3 Replies Latest reply on Jun 3, 2008 3:09 PM by marklittle

    WS-CDL spec brings benefit to software development

    jeff.yuchang

      Hi All,

      I am thinking of the WS-CDL is a contract among the participants, it is a high level of WSDL, but it is more than WSDL, it also provides the "Flow" happened in the participants.

      I can understand that the WS-CDL will bring us benefit in the top-down approach in the software development, but as we can see that contract first is not that popular in the developers. Take the WSDL for example, many developers still like to have Java code first, and then get the WSDL generated by using the annotation. (contract-last).

      I am also a contract-last guy, so I am wondering that right now how can we do that? With the WS-CDL, I am thinking it helps the top-down approach in software development, say, Business Analyst define the contract, generate the contract in such as java code, and then developers code against the generated codes... but in this case, if the contract changed, then you will need to regenerated the all codes again, and do some appropriate updates also.

      I don't know how can we do the contract last with the WS-CDL, needs to define a set of annotations? or how do we use the WS-CDL in the software development.

        • 1. Re: WS-CDL spec brings benefit to software development
          marklittle

          Hi Jeff. There's no single right approach to service development. Contract-first is good for more than business analysts though! Plus, a good service contract has to be much more than just WSDL (or its equivalent). Contract last development works on an individual service basis but has problems scaling, and particularly if you don't control the lifecycle for all of the services involved in the deployment.

          But the aim should be to allow the CDL aspect of the contract to be applied to existing service deployments. As I said in another forum posting: that's what SOA is about after all, leveraging existing investments.

          Furthermore, the way we're looking to use CDL is not just a static design-time aspect: it's for runtime.

          • 2. Re: WS-CDL spec brings benefit to software development
            objectiser

            Hi Jeff

            I think in large scale projects, having a 'blueprint' to follow and aid the construction of a large number of services can only be a good thing. It ensures that each service, although developed independently, probably by many different teams (possibly globally distributed), can be assured of working together when it comes to integration testing. Hence the benefit of contract driven development for large scale projects.

            However, as time goes on, most organisations will have existing services that they wish to reuse. Therefore even in a contract driven approach, we would still need to be able to accomodate existing services. This may result in the choreography needing to adapt to the behaviour of the existing service, or the existing service be changed to meet the new requirements of the choreography. By having an understanding of the required behaviour, against the existing behaviour, it enables us to make an informed decision about how the project should proceed, what the cost of each approach may be, etc.

            So in this situation, we would ideally need to be able to abstract a behavioural description from the existing services, to compare against what is required. This is a very difficult thing to do with services developed with general programming languages - although not as difficult if a structured language such as BPEL is used.

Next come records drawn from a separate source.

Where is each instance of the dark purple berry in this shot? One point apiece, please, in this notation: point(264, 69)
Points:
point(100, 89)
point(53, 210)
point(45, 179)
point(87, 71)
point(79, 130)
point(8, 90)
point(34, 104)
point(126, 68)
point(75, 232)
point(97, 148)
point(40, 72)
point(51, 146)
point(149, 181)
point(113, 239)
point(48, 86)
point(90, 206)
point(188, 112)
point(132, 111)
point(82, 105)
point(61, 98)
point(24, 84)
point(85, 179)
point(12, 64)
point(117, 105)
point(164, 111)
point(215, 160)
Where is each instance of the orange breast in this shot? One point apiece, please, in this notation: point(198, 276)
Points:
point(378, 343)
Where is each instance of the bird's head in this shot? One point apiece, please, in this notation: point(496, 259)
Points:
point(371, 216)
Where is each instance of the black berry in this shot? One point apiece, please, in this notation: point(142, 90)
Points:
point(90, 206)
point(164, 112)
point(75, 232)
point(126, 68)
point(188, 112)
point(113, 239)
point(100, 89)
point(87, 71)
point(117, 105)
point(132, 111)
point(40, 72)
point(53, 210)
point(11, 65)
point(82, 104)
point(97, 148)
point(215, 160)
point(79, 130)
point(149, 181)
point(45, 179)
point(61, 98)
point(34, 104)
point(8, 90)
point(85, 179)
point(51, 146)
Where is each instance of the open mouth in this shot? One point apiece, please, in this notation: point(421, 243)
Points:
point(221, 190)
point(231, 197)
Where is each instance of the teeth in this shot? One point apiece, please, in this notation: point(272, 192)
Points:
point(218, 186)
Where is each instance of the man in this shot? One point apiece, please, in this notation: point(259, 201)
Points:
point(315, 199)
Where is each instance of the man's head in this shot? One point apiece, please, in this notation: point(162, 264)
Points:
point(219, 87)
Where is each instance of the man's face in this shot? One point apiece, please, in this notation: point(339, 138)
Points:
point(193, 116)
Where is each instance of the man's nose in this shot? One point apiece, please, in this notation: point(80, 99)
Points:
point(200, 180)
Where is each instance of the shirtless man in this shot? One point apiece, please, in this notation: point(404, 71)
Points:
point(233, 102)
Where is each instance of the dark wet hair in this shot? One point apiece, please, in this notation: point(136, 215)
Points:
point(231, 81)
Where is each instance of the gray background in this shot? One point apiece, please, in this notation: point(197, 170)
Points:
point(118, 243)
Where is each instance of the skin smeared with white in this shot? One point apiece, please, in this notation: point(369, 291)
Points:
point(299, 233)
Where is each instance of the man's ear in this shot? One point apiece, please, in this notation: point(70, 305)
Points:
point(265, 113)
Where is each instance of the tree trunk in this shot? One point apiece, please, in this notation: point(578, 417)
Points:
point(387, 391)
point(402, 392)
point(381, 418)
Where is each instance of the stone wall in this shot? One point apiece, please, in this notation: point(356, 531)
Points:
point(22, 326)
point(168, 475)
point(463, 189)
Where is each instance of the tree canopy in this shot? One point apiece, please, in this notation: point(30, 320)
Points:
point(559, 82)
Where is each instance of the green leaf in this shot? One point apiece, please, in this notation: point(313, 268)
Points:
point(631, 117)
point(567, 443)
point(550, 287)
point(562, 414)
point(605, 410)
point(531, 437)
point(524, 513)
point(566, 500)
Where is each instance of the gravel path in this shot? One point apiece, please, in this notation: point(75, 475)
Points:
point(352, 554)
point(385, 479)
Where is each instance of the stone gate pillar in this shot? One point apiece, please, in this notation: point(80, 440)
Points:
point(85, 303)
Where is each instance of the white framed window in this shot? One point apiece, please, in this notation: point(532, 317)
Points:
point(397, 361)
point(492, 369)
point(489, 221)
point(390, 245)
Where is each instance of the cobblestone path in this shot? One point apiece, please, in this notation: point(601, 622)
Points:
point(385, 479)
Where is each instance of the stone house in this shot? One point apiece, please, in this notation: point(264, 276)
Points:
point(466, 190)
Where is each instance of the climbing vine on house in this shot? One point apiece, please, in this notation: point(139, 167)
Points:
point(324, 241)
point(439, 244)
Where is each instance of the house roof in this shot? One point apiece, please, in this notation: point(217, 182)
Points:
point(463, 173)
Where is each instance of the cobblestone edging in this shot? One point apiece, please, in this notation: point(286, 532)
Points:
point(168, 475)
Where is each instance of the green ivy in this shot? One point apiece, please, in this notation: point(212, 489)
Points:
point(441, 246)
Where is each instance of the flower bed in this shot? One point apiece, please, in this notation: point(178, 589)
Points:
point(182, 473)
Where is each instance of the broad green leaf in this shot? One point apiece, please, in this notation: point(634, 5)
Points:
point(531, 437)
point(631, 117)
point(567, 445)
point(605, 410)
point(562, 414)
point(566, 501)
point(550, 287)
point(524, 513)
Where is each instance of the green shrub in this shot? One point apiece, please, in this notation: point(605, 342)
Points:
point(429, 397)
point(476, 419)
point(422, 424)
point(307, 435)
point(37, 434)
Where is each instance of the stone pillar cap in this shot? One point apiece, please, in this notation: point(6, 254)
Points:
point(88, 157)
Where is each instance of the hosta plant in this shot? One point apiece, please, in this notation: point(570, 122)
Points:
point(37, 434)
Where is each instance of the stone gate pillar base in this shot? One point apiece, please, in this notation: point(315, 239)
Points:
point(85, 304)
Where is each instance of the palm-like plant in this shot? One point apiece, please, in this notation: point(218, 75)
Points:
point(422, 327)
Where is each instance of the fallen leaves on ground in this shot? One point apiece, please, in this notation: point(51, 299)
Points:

            With the conversation based ESB actions, the aim is to provide some structure that would enable the behaviour to be derived. Therefore in the context of the situation above, if services are developed using the conversation based ESB actions, then it would be possible to check that they conform to the required behaviour of one or more choreographies, after the fact - i.e. contract last.

            There is also a third option, where a number of existing services have been developed (lets assume using a structured approach to enable behaviour to be derived - such as BPEL or conversation based ESB actions), then it may be possible to reverse engineer a choreography from a set of service (behavioural) descriptions. At present this has only been discussed at a theoretical level, and would probably require user intervention to help with some decisions, but could be largely automated.

            Hope this helps.

            • 3. Re: WS-CDL spec brings benefit to software development
              marklittle

              I think the approach we have currently is the right first step. At present the "contract last" approach with no programmer assistance to verify deployments is what everyone provides. This is a positive differentiator. Sure, developers may have to go through a few hoops, but this is not typical distributed system development. SOA is more than just technology: it's a change in the way you think and work. This is one such change.